UFT applies pressure to a charter school balking at pay raises

Frustrated by two years of contract negotiations, the city’s teachers union is pressuring a unionized Queens charter school to make a deal.

United Federation of Teachers president Michael Mulgrew and other union officials held a news conference in front of Merrick Academy-Queens Public Charter School today to protest the school’s contract with a for-profit educational management organization. According to the UFT, over the last four years Merrick Academy’s board has paid over $8 million to Victory Schools, a figure that Mulgrew said was “astronomical.”

At the center of the UFT’s rally today is its ongoing contract talks with the school. Union officials said the school’s board has been dragging its feet on negotiations.

In 2007, an overwhelming majority of teachers at Merrick Academy voted to make the UFT their exclusive bargaining agent, but since then the UFT and school’s board have yet to reach a contract agreement.

Merrick Academy board chair Gerald Karikari said the union is pushing for the school to pay teachers the same salary that regular public schools offer, something he says the school can’t afford to do given the freeze in state aid. Two years ago, the school did pay roughly what districts schools pay, but since then teachers have been without a contract and without raises.

“The union is well aware that charter schools aren’t getting the same per-pupil rate,” Karikari said. “So it’s difficult for me to understand why they would tell their members this is something they’re definitely entitled to and it’s completely unfair if you’re not making what UFT members are making.”

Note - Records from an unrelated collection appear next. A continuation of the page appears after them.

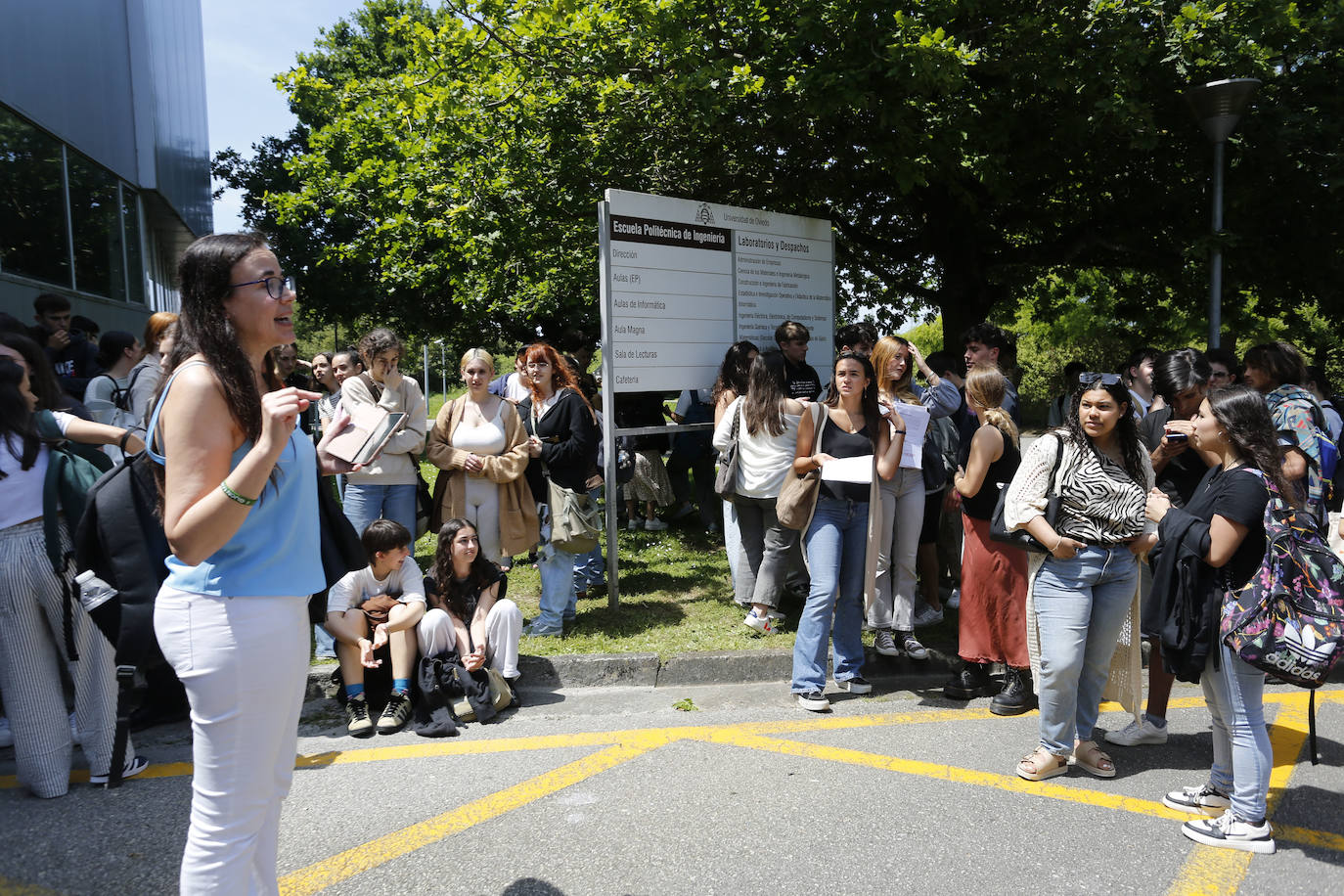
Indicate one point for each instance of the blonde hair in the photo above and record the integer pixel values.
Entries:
(476, 355)
(987, 387)
(882, 355)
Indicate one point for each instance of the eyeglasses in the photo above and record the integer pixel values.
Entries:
(276, 287)
(1105, 379)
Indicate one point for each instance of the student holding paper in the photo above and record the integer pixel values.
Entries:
(386, 488)
(840, 540)
(891, 602)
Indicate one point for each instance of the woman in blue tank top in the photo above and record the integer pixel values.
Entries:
(240, 501)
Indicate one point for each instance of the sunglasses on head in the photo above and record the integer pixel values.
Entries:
(1092, 378)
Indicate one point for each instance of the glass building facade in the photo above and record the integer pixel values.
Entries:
(104, 154)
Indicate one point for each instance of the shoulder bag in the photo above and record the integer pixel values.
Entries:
(1020, 538)
(798, 495)
(575, 520)
(726, 479)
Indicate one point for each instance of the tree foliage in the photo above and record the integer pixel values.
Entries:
(974, 156)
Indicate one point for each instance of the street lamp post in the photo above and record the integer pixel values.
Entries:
(1218, 108)
(442, 366)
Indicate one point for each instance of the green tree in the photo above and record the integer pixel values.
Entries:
(448, 160)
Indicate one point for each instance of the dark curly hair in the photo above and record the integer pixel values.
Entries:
(452, 594)
(1131, 449)
(1250, 428)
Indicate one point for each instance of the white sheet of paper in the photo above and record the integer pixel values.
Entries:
(917, 425)
(848, 469)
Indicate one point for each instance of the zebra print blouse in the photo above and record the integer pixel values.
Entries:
(1099, 504)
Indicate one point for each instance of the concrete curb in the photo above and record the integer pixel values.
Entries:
(687, 669)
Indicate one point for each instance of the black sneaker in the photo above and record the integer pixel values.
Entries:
(395, 715)
(970, 683)
(356, 718)
(856, 686)
(132, 769)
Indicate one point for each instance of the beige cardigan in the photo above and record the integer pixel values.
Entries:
(519, 527)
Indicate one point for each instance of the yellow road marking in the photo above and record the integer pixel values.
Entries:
(1213, 871)
(384, 849)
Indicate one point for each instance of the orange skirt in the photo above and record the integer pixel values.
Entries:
(992, 617)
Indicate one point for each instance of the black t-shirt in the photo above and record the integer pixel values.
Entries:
(1185, 471)
(1236, 495)
(836, 442)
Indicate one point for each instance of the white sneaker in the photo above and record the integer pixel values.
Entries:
(1232, 831)
(1136, 734)
(927, 617)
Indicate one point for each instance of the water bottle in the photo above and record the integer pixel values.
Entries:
(93, 591)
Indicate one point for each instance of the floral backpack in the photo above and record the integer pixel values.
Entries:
(1289, 618)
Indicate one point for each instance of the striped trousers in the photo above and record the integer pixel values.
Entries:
(32, 647)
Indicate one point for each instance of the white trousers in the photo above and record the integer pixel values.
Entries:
(503, 626)
(245, 665)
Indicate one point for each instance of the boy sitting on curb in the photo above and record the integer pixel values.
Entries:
(387, 596)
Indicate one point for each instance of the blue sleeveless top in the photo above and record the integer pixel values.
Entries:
(277, 550)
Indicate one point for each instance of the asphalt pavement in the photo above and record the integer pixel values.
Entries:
(615, 790)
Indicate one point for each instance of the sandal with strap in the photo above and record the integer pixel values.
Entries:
(1042, 765)
(1092, 759)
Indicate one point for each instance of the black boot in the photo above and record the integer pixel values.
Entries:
(970, 683)
(1016, 697)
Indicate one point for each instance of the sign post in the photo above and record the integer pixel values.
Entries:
(683, 280)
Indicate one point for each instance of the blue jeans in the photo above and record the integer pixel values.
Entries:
(367, 501)
(1242, 754)
(1081, 607)
(558, 601)
(836, 543)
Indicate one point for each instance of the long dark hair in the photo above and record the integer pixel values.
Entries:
(203, 328)
(1131, 449)
(1250, 428)
(42, 379)
(453, 594)
(736, 370)
(869, 400)
(17, 420)
(761, 407)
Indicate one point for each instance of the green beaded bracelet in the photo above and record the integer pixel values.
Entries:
(234, 496)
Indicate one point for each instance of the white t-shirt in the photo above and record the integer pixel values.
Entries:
(406, 583)
(21, 490)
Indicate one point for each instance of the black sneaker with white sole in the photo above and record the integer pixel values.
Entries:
(856, 686)
(1230, 831)
(132, 769)
(1197, 801)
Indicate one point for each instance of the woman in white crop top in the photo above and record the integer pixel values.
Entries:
(480, 448)
(768, 434)
(34, 604)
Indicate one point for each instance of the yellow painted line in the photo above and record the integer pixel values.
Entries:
(384, 849)
(1211, 871)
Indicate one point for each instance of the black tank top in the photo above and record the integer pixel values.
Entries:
(836, 442)
(981, 507)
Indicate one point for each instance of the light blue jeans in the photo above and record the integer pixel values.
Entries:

Mulgrew said the school could afford to increase teachers’ salaries if it wasn’t overpaying its management organization.

“They’re telling us they don’t have money so we started looking through their books and they don’t have money because the Victory charter management company is taking all of it,” he said.

Karikari said the issue of payments to Victory Schools was “somewhat of a red herring.”

“The company didn’t stop teachers from receiving raises,” he said. “We couldn’t increase teacher salaries because we’re in the middle of negotiations.”

Merrick signed a contract with Victory Schools before Karikari joined the board, but he said he would reconsider the school’s contract with the organization when it expires next year.

“I have promised them a very very serious review of the management agreement and will definitely address those costs and look at other options in terms of the management of the school,” he said.

The union is also accusing Merrick’s board of hiring an anti-union law firm to represent them in the contract talks.

Mulgrew said that if negotiations don’t move at a faster pace, the union would declare an impasse and move on to state arbitration.